Colorimetric detection. The cyanide sensing capability of the dyes 3a and 3b was investigated in aqueous acetonitrile (ACN) solution (ACN : H₂O = 95 : 5). The dyes were treated with 30 equiv. of CN⁻ and other interfering anions such as F⁻, Br⁻, I⁻, OAc⁻, SO₄²⁻, NO₂⁻, NO₃⁻, SCN⁻, S₂⁻, S₂O₃²⁻ and H₂PO₄⁻. Addition of CN⁻ to the dyes 3a and 3b (Fig. S1†) alone led to considerable hypsochromic shift in the absorption spectra (Fig. 2). On addition of increasing amounts of cyanide the absorption bands of the dyes 3a and 3b (Fig. S2†) at 405 and 466 nm decreased in intensity with a concomitant appearance of a new blue-shifted absorption profile centred at 327 and 360 nm respectively (Fig. 3). The blue-shift of the absorption spectra featuring isobestic points at 354 nm, and 389 nm in 3a and 3b respectively, suggests that the π-conjugation and intramolecular charge transfer, if any, were interrupted by the nucleophilic addition of CN⁻ at α-carbon of the dicyanovinyl end caps and also implies that its clear transformation into the new species.
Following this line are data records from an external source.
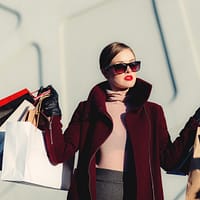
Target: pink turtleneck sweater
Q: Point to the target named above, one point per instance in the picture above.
(112, 151)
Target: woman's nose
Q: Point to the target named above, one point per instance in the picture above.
(128, 69)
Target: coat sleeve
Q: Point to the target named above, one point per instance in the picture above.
(62, 147)
(174, 153)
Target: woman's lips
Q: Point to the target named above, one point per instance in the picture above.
(128, 78)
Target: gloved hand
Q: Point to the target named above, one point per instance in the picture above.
(50, 105)
(197, 115)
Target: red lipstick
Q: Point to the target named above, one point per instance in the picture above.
(128, 78)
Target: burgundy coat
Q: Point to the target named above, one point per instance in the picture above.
(151, 146)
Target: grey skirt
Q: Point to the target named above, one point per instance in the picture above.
(109, 184)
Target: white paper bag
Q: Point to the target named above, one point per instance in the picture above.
(18, 114)
(25, 158)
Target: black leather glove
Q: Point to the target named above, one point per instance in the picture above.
(50, 105)
(197, 115)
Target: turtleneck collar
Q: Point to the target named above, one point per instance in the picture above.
(136, 96)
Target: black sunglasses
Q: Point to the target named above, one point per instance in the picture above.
(122, 67)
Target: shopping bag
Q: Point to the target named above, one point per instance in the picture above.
(2, 134)
(25, 158)
(11, 102)
(19, 113)
(193, 183)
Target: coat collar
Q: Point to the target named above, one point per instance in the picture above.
(136, 95)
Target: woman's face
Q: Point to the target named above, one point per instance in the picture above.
(124, 80)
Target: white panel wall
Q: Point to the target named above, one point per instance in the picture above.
(58, 42)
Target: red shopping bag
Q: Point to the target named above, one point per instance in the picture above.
(11, 102)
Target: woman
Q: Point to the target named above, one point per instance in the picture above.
(122, 138)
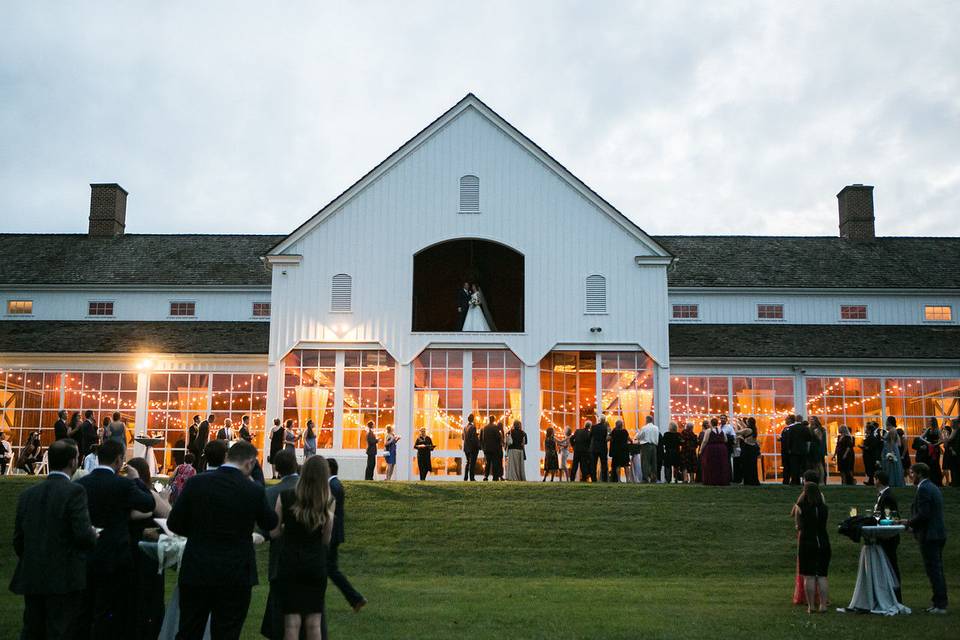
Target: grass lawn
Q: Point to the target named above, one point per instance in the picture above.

Fig. 2 Absorption spectra of 3a in aqueous acetonitrile the presence of different anions.

Fig. 3 Absorption changes for 3a on addition of cyanide in aqueous acetonitrile.

Further, the complete bleaching of 3b required more amounts of cyanide than 3a. This indicates the reduced reactivity of the dye with cyanide ion. Since, it is a nucleophilic addition reaction, the increased electron-richness of the thiophene derivative, 3b, hinders the rate of the reaction (vide supra). This was further confirmed by the time-dependence of the sensor action (Fig. 4). Two equivalents of cyanide reacted completely with the dye 3a in ca. 6 min, while the dye 3b (Fig. S3†) required more time and excess of cyanide (10 equivalents) to complete the bleaching action. The rate constants were further measured under pseudo-first-order approximation. The reactions between the cyanide and the dyes 3a and 3b were monitored in aqueous acetonitrile solution at room temperature by recording the absorption intensities at 405 nm for 3a and 466 nm for 3b at various time intervals. A plot of ln[(A_max − A_t)/A_max], where A_max and A_t are the absorbance at time, t and end of the reaction respectively, against time gave a linear fit with the slope corresponding to the pseudo-first-order rate constant of 0.058 min⁻¹ and 0.033 min⁻¹ for the dyes 3a and 3b (Fig. S4†) respectively. A slightly larger rate constant for 3a is in accordance with its fast response for cyanide in solution.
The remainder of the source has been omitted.